6.1. Datasets and preprocessing

6.1.1. Downloading data

All datasets used in this study are publicly available (Table 2). The PBMC10k datasets (scATAC-seq, scRNA-seq, and Multiome) were downloaded from the 10X Genomics website. (Link to scATAC-seq scRNA-seq, Multiome). The fragment files for the hematopoietic cells dataset [8] were downloaded from GEO with accession number GSE129785. Processed data object with cell barcodes, called peak set, and cell type annotations (scATAC_Heme_All_SummarizedExperiment.final.rds) was downloaded from github (https://github.com/GreenleafLab/10x-scATAC-2019). The fragment files and processed data objects with cell barcodes, called peak set, and cell type annotations for K562 SpearATAC dataset [33] were downloaded from GEO with accession number GSE168851. The fragment files for LNCaP dataset [34] were downloaded from GEO with accession number GSE168667. The fragment files for PBMC10k scTurboATAC dataset [24] were downloaded from GEO with accession number GSE235506.

Table 2:

Summary of datasets used.

Dataset Assay Citation Accession # cells # features
PBMC10k scATAC-seq 10X Genomics 10X website 10,246 191,833
PBMC10k scRNA-seq 10X Genomics 10X website 11,922 22,302
PBMC10k Multiome 10X Genomics 10X website 9,829 160,216
PBMC10k scTurboATAC Seufert et al. [24] GSE235506 8,128 243,114
Hematopoietic cells scATAC-seq Satpathy et al. [8] GSE129785 63,882 571,400
LNCaP scATAC-seq Taavitsainen et al. [34] GSE168667 4,436 112,049
K562 SpearATAC Pierce et al. [33] GSE168851 32,832 277,112

6.1.2. Peak calling and generating PIC matrices for scATAC-seq data

We used the R package ‘PICsnATAC’ v(1.0.0) 4] to generate PIC matrices.
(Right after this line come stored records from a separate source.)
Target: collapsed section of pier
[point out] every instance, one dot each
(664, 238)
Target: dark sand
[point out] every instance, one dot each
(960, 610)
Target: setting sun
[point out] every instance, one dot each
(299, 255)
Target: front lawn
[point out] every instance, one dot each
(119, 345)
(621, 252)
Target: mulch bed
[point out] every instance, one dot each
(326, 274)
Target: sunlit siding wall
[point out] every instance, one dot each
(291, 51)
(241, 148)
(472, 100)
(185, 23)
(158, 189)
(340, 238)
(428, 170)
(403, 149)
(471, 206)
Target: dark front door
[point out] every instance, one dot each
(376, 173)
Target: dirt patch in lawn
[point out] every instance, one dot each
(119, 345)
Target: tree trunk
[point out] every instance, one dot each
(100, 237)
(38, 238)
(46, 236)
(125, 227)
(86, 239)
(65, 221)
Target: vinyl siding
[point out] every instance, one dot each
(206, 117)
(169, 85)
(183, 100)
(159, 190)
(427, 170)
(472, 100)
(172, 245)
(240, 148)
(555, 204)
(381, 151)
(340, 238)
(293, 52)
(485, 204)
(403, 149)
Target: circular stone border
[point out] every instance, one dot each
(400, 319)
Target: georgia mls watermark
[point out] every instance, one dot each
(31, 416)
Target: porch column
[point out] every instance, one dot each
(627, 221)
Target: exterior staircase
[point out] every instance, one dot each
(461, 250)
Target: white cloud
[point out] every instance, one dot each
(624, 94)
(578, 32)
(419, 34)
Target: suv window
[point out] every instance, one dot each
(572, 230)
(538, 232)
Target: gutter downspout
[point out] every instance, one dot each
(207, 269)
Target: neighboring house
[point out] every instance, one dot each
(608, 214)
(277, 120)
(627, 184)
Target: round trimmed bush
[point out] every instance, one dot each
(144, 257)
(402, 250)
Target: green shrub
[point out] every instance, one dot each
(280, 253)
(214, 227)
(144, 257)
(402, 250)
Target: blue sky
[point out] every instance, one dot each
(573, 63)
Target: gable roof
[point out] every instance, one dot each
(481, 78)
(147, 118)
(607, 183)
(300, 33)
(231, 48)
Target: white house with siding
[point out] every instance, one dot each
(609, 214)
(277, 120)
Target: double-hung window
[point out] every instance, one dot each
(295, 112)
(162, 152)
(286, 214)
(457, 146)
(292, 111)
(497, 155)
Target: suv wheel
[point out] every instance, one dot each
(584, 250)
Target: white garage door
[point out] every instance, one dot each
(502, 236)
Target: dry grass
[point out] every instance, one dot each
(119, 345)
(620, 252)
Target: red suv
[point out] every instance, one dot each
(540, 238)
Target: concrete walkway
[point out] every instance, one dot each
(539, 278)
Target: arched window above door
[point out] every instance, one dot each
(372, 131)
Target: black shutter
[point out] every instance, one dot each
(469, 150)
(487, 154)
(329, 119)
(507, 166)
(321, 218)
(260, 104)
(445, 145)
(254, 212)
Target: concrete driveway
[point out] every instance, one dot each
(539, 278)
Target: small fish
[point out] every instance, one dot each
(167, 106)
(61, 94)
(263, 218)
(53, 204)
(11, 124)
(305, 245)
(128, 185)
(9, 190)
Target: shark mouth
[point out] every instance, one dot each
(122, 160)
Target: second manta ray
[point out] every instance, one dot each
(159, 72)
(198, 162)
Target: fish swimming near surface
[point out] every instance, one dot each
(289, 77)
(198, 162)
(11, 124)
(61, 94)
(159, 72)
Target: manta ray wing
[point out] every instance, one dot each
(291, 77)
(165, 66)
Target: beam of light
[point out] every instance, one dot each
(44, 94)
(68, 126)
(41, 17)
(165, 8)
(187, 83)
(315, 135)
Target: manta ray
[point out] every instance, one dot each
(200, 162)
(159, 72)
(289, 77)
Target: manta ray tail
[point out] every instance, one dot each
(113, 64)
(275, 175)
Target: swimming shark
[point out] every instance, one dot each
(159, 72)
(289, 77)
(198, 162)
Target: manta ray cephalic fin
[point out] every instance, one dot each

The PIC_counting() function requires 3 inputs: 1) fragment file, 2) cell barcodes, and 3) peak set. For datasets with uniform-length peak sets available (hematopoietic cells dataset and K562 SpearATAC dataset), the called peak set and cell barcodes were directly used as input along with the downloaded fragment files. For datasets with non-uniform-length peak sets or no peak set available, we obtained cell barcodes and peak set by running the default ArchR (v1.0.3)[7] pipeline with the downloaded fragment files as input. For the reference genome, we followed the version that was used to produce the fragment files (Table 3). We filtered cells using default parameters for (min TSS = 4; minFrags = 1000). We then called 500 bp peaks using the addReproduciblePeakSet() function with MACS2 as the backend. The resulting cell barcodes and peak set were used as input to generate PIC matrices.

Table 3:

Reference genome version used for each scATAC-seq dataset.

Dataset Genome
PBMC10k scATAC-seq hg38
PBMC10k Multiome hg38
Hematopoietic cells hg19
PBMC10k scTurboATAC hg38
LNCaP hg38
K562 hg38

6.2. GC-content normalisation

6.2.1. GC-content retrieval

We used the Bioconductor R package Biostrings (v2.70.3) [35] to retrieve the GC-content of every peak region, using the reference genome of the relevant dataset. Table 3 provides the genome version used for each dataset.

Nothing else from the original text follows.